The hospital in Chisago City, like other small rural hospitals, was in financial trouble. Hospital occupancy was dropping rapidly. Admissions were down. Average length of stay was declining. There were several doctor clinics in the area, but the doctors were referring patients to the Twin Cities, Forest Lake, or elsewhere because the hospital facilities were not adequate.
In response to these problems, the hospital district and the doctors formed a nonprofit corporation, Chisago Health Services (CHS). CHS took over both the clinics and the hospital and operated them for nonprofit purposes. The doctors became employees of CHS. Non-doctor members of the CHS Board of Directors set the doctors' salaries annually. The new corporation is non-profit, so there are no profits to distribute to the doctors, and their sole remuneration is their salaries. The detached facilities at Wyoming and the Hospital Annex, formerly private clinics, now are organized as ambulatory care centers. They perform outpatient surgery, physical therapy, and other outpatient services which modern full-service hospitals provide.
The commissioner held that, while the main hospital in Chisago City is exempt from property taxes as a public hospital, the facilities at Wyoming and the Hospital Annex are not exempt. It seems to me that these facilities qualify for tax exemption as "reasonably necessary for the accomplishment of [the hospital's] purposes." Abbott-Northwestern Hosp., Inc. v. County of Hennepin, 389 N.W.2d 916, 919 (Minn. 1986).
The form of providing hospital services is changing. Today many hospitals have only a 10 or 20 percent occupancy rate compared to 30 years ago when 90 to 100 percent of inpatient beds were filled. Today Medicare, Medicaid, and private insurers demand that patient care be delivered in a more cost-effective way, that is, on an outpatient basis. Today hospitals derive their revenues more from short-term patients and those who receive ambulatory care than from long-term inpatients. It is reasonable for a hospital to enlarge its outpatient service and to provide care in remote locations which are more accessible to walk-in patients.

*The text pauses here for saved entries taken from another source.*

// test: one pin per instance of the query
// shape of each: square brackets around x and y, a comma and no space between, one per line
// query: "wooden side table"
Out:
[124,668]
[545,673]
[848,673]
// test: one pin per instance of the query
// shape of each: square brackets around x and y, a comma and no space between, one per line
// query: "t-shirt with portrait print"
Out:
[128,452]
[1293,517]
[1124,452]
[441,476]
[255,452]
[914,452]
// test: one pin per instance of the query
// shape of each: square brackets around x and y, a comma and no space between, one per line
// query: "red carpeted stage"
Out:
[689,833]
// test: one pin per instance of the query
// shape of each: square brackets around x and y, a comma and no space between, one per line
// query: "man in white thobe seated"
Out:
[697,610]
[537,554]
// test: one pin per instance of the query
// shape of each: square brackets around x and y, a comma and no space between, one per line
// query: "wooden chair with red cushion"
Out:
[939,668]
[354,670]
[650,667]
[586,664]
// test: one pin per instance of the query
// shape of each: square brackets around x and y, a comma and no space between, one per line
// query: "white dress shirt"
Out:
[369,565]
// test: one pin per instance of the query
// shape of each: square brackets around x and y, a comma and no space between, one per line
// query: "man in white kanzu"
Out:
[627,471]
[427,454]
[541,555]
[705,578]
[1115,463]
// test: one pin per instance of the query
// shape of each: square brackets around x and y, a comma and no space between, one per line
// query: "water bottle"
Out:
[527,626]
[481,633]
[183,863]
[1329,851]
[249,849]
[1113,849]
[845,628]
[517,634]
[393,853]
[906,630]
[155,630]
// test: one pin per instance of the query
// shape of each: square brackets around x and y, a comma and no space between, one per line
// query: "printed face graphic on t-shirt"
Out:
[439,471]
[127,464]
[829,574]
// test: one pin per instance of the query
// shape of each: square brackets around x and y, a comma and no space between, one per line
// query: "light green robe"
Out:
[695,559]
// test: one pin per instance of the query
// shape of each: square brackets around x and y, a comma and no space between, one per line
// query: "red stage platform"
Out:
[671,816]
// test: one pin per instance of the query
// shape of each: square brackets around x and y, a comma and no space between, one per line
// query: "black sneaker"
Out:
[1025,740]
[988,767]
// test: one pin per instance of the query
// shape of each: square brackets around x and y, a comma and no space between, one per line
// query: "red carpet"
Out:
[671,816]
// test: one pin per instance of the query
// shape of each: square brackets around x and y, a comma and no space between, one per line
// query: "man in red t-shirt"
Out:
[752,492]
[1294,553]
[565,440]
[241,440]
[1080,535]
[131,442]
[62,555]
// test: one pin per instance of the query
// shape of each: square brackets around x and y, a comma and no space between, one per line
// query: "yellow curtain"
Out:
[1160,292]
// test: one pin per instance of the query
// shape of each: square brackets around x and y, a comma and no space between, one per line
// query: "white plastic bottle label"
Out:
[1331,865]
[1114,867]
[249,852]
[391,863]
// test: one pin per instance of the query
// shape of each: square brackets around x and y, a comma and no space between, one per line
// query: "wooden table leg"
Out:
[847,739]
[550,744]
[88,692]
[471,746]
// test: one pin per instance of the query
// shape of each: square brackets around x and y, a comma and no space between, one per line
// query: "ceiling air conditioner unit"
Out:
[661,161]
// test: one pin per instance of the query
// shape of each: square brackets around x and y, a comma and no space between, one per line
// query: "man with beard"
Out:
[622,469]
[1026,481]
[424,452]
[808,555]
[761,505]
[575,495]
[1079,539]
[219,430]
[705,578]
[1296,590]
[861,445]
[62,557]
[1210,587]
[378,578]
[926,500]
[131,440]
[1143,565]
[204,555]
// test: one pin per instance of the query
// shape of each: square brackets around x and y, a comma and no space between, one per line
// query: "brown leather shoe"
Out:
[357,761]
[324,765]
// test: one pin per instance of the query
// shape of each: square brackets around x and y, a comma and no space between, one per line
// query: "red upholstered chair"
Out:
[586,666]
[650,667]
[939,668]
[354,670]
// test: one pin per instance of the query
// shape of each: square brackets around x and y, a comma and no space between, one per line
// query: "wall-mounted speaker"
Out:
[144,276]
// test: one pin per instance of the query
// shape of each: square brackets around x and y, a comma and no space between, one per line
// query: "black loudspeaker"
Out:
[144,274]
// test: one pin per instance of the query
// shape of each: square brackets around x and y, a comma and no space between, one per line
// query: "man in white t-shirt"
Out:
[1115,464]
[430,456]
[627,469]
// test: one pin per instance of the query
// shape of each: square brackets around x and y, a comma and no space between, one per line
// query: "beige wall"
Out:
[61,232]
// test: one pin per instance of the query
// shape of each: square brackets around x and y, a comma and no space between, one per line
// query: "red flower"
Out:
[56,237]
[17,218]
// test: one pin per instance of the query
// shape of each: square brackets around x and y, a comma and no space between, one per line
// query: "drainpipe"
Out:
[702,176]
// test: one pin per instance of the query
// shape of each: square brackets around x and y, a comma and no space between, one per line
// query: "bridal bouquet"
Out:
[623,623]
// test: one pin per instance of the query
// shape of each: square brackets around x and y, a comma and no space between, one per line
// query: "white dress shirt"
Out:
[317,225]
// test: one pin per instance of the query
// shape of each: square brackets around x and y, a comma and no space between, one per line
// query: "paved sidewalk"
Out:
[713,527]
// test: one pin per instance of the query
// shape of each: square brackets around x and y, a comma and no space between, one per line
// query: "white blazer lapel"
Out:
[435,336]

Within the spectrum of hospital services, even under the traditional inpatient model, there have always been services that operated at a loss. Other services broke even. Some brought in revenue, and they offset the losses from those services which a community hospital must offer to its public even if it loses money on them. There have always been hospital-based employee physicians staffing the laboratory, radiology, anesthesia and other departments. There have always been outpatient care programs, most visibly in emergency departments. CHS has brought together elements which, if placed under the roof of the main hospital building, would undisputably be tax exempt. It appears to me that they are challenged because they are physically separated from the main hospital.
CHS was formed in order to meet the needs of a changing health care environment and to attract more doctors. Before CHS was organized, there were 11 doctors in the area; now, 14 doctors serve the area as CHS employees. The number of patients has increased and so have revenues. Under its new structure, CHS is financially viable and may survive to serve this rural community. In this light, the two ambulatory care facilities may be more than "reasonably necessary" to accomplish the hospital's purposes; they may be essential to this hospital's survival.
I believe, therefore, that relator has met the test required by the legislature; thus, I dissent.
I join the dissent of Justice Yetka.